Hello, I figured i’d check out this forum and see if anyone can point me in the right direction. I am interested in blocking all sites on my laptop but only allowing certain sites i make permissible. This can be done on ios and macos easily, android not so much as it requires two devices. I looked into doing this on linux but im not sure if its possible currently. I understand you can do so through routers, such as opendns but I am looking for a device lock not the internet. Id like the device to be locked down so any internet it logs into it can only access one or two websites. I looked into iptables and nftables, but it seems you can’t allow domain names you can only allow/block by the ip address. Most sites these days don’t allow you to access their site through the ip address directly, because of virtual hosts and such. I was hoping there may be something i’m unaware of. I know about /etc/hosts but that wont help as you can’t block all sites. Any advice is much appreciated.
Hi @auggi3 and welcome to the Manjaro community
Uncomplicated Firewall (UFW) will help achieve your goal.
See the Manjaro Wiki Firewalls article for information on how to install and enable UFW. Setting UFW to the Home profile will deny all incoming traffic, while allowing all outgoing traffic.

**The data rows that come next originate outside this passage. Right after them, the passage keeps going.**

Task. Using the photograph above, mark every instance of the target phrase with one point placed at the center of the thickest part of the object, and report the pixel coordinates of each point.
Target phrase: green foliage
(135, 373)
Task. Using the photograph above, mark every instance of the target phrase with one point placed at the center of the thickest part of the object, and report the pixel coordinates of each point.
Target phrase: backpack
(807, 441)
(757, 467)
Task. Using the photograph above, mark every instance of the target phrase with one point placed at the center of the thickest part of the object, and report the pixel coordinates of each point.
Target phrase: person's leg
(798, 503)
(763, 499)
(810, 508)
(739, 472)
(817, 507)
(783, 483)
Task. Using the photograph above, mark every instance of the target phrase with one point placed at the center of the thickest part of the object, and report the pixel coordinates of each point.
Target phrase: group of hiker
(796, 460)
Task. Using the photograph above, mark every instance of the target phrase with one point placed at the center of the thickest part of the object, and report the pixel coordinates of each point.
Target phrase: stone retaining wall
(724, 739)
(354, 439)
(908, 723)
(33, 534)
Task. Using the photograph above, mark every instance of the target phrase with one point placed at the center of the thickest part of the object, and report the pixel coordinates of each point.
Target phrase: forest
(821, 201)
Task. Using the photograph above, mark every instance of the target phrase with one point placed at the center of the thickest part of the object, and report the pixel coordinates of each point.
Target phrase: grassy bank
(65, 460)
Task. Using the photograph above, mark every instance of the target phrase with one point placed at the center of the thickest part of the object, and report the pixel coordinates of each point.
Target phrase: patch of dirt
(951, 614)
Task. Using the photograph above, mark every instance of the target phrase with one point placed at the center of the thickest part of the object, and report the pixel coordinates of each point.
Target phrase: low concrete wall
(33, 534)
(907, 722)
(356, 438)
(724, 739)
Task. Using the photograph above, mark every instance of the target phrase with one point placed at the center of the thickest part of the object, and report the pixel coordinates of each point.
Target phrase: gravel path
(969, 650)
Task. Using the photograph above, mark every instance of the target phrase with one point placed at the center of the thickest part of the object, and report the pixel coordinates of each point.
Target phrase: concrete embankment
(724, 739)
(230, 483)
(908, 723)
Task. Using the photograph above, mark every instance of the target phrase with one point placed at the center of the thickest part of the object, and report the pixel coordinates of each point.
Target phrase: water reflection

From that point, you will need to actively allow only traffic you specifically want to let in.
More information about UFW may also be found in the Arch Wiki Uncomplicated Firewall article.
UFW is one of the simpler solutions, however, requires effort on your part to learn the rules syntax and understand how firewalls work in Linux.
Here are some additional resources:
In addition to UFW, there is OpenSnitch which aims to replicate the functionality of the macOS LittleSnitch app. OpenSnitch will allow more fine-grained control over which applications may (or may not) send outgoing connections. You might find this an easier solution to limit outgoing destinations.
As you are new to the community, I also suggest the following links/tutorials which will help use the forum effectively.
- [How to] Request Support
- [How to] Find System Information
- [How to] Find Error Logs
- [How to] Post Command Output and File Content as Formatted Text
- [How to] Post Screenshots and Links
I hope this is helpful. Cheers.
Another approach might be to disable DNS, then only add in a handful of domain+ip lines in /etc/hosts
(of course this should be coupled with the account being disallowed root access, not be in wheel group, etc.)
Thank you both for the suggestions. I downloaded gufw and messed around with it for a bit. I set incoming and outgoing to deny and then added a rule to allow out archlinux.org ip address 95.217.163.246. And I tried multiple ports 80,22,443. But I can’t get it to allow the website.
I like the idea it seems simple but maybe I’m too ignorant? I blocked all outgoing and incoming traffic on gufw and in my etc/hosts I wrote down ip and domain names of a couple sites I like but it didn’t unblock them.
The /etc/hosts file can be used to redirect any site to the localhost. This effectively prevents live access to those sites.
Adding sites to the hosts file in this manner will not allow access to those sites; quite the reverse; it will prevent access.
I suggest not denying outgoing traffic globally with ufw. Instead, use OpenSnitch to allow/deny access for websites. Good luck
You want a deny-all → allow scenario - that cannot be done with the hosts file.
You could take a look at [portmaster], [opensnitch] or [pi-hole].
Do not mix them - research (use the forum search and your favorite search engine) , test and stick to one of them.
portmaster and opensitch is in the repo - pi-hole is a custom AUR script - be sure to read the Arch related [pi-hole] documentation.
Another option would be to search for kiosk mode configuration of e.g. firefox
The kiosk mode is not likely to prevent navigating using the links provided in content but it will limit the usability
firefox -kiosk https://forum.manjaro.org
or a customized browser which takes allowed sites from a configuration file.
$ pamac search kiosk browser
wcgbrowser-git r131.fd26ba3-1 AUR
A web browser for kiosk systems.
admbrowser-git r155.da7b945-2 AUR
Web browser for kiosks and digital signage
The admbrowser has a whitelist config option - possibly what you are looking for
pamac build admbrowser-git
thats what i thought. /etc/hosts can only be used to block sites. It sounded like @cscs was saying you could allow sites.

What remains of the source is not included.